Advertising campaigns of varying spot lengths are more effective than the traditional 30-second ones, according to a major study by media auditors the Billett Consultancy.
Commercial Break Ecology 1998 also analyses how viewers’ attitudes towards a TV programme influences recall of ads screened in the middle of it.
A total of 7,775 people were called immediately after watching one of 20 peaktime programmes on ITV and Channel 4 last April to analyse their reactions to the ads in the centre breaks.
Forty-three per cent of the sample did not see the break because they had left the room or flicked channels, while 22 per cent of those who stayed in the room did not watch the ads – which challenges the assumption that people watch ads if the television is switched on.
The research showed that a ten-second ad achieved a recall figure of 34 per cent of viewers – not much lower than a 30-second ad with 42 per cent. Ads of more than 50 seconds achieved a 58 per cent recall.
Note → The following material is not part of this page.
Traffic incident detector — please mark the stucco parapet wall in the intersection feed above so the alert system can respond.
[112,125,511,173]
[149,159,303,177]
John Billett, chief executive of Billetts, says: “Does this signify the end of the 30-second spot in favour of the multiple spot length campaign?”
More people watched the commercial break if they empathised strongly with the programme surrounding it, or if they had been paying close attention to the programme, according to the research.
The best indicators of whether people will recall an ad is programme genre. For example, dramas scored higher on recall than soap operas.